Un tipping point di fondamentale importanza, osservano gli autori, ci sarà quando le auto a batteria costeranno meno di quelle a benzina/diesel senza incentivi.
Da notare che i punti critici nell’esempio norvegese – si veda lo schema sotto, tratto dallo studio – non sono irreversibili, perché se fosse tolto il supporto statale all’auto elettrica, il “sistema” (il mercato) potrebbe tornare allo stato precedente, dove i veicoli elettrici sono più costosi di quelli tradizionali.
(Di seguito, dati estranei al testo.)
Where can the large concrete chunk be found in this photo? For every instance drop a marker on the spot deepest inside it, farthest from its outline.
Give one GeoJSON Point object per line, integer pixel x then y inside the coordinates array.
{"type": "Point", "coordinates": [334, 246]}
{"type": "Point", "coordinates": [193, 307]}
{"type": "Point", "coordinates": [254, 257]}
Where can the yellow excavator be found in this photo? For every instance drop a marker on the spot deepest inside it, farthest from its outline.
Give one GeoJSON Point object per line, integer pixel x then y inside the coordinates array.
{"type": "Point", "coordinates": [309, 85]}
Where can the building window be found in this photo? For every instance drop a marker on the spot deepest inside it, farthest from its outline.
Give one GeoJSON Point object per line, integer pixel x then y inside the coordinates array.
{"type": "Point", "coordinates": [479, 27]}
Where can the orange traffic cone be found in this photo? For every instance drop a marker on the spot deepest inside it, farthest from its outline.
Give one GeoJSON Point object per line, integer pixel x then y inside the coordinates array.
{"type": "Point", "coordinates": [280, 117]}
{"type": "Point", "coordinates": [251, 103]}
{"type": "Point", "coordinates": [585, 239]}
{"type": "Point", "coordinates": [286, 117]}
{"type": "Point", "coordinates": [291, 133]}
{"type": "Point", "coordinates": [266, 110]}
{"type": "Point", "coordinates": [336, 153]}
Tuttavia, concludono gli autori, più a lungo una politica, come quella della Norvegia per le auto, mantiene il mercato nella sua nuova condizione, più aumenta la probabilità che il cambiamento diventi permanente, perché entrano in campo gli effetti a cascata (feedback) che si rinforzano: discesa dei costi delle batterie, economie di scala, investimenti delle case auto in super-fabbriche per veicoli elettrici, e così via.
In questa visione, insomma, è soprattutto la politica che deve orientare il mercato nella transizione verso le tecnologie più efficienti e pulite.
E lo deve fare il più velocemente possibile, altrimenti gli obiettivi climatici rimaranno fuori portata: in Italia, ad esempio, nel 2030 rischiano di mancare all’appello 47 GW di rinnovabili a causa dei ritardi della politica.